The Government has announced an increase in the BBC licence fee and a review into the sustainability of the payment.
– What is the licence fee?
It was introduced in June 1946, when television broadcasts resumed following the Second World War.
If you watch or record broadcasted TV programmes, you must have a TV licence either through purchase or given free to those receiving pension credit and 75 years or older.
All forms of transmission include using the BBC iPlayer on a smart television, laptops and tablets.
– How much does it cost?
The licence fee had been frozen at £159 over the last two years and the Government has announced it will now rise by £10.50 to £169.50 from April 2024.
However, this is a reduced amount as the planned rise had been around £15 next year.
– What does a TV licence fee pay for?
The licence fee pays for TV, radio and online programmes and services including iPlayer, Radio 1, CBeebies and the World Service.
It also funds Welsh language TV channel S4C and local TV channels.
It is reported to be worth more than £3 billion to the BBC.
– What would it mean to the BBC?
The corporation is seeking to make £500 million of savings in the face of high inflation and the two-year freeze on the fee, which provides most of its funding.
If the price rise does not go ahead, the BBC would be put under further financial pressure.
The corporation previously announced its nightly current affairs show Newsnight will be reduced to a 30-minute programme, axing more than half of the show’s 60 jobs, as part of the cost-cutting measures in its news output.
An extended hour-long edition of BBC News At One will relocate to Salford while BBC Breakfast, also broadcast from Salford, will be extended by an extra 15 minutes daily.
The corporation expects the raft of changes to save the news division £7.5 million.
Earlier this year, the BBC also announced it would broadcast 1,000 fewer hours of new TV programmes this year as part of a drive to save money.
Other cost-cutting measures include moving a number of World Service TV and radio broadcast services online, and merging the domestic and global news channels.
– What will the review do?
The Government said there are “challenges around the sustainability of the current licence fee funding model” due to fewer people taking up the licence fee and watching broadcasted television.
It also thinks that enforcement on people not paying the fee is “increasingly disproportionate in a modern public service broadcasting system”.
The review will be led by the Department for Culture, Media and Sport (DCMS), which will take evidence from stakeholders and create a panel of experts to help with the findings.
The report, which will look at making the BBC more commercial, alternative funding models and how the corporation could transition, will inform the Charter Review and report in Autumn 2024.
– What are the alternative options?
Alternatives to the licence fee could include a broadband levy, advertising or a subscription model.
A subscription model, as used by streaming services such as Netflix and Disney+, which have already announced price increases, has long been touted as an alternative to the licence fee.
For Netflix’s most expensive ad-free service, the price will go up to £17.99 per month in the UK (£215.88 a year). The basic plan is rising by £1 a month to £7.99 a month.
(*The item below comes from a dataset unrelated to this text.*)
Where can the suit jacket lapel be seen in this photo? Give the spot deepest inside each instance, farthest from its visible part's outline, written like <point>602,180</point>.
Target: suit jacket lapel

Disney+ also recently announced a major restructuring of its subscription plans, with an ad-supported tier introduced in the UK from November 1.
All existing Disney+ customers have automatically been moved to its top-tier premium subscription package, priced at £10.99 per month or £109.90 per year, unless they actively switch to another plan.
Apple TV+ currently costs £8.99 a month, after an increase of £2 from £6.99 a month.
Currently, the BBC does not have advert breaks on its domestic TV channels and its website is free from advertising.
There have been concerns raised before that this could encourage the broadcaster to focus on programmes that bring in viewers and lead to revenue at the expense of programmes that serve smaller groups.
As an alternative to the licence fee, the Government could support the BBC financially through an annual grant.
Questions have been raised over how this would affect the broadcaster’s editorial independence.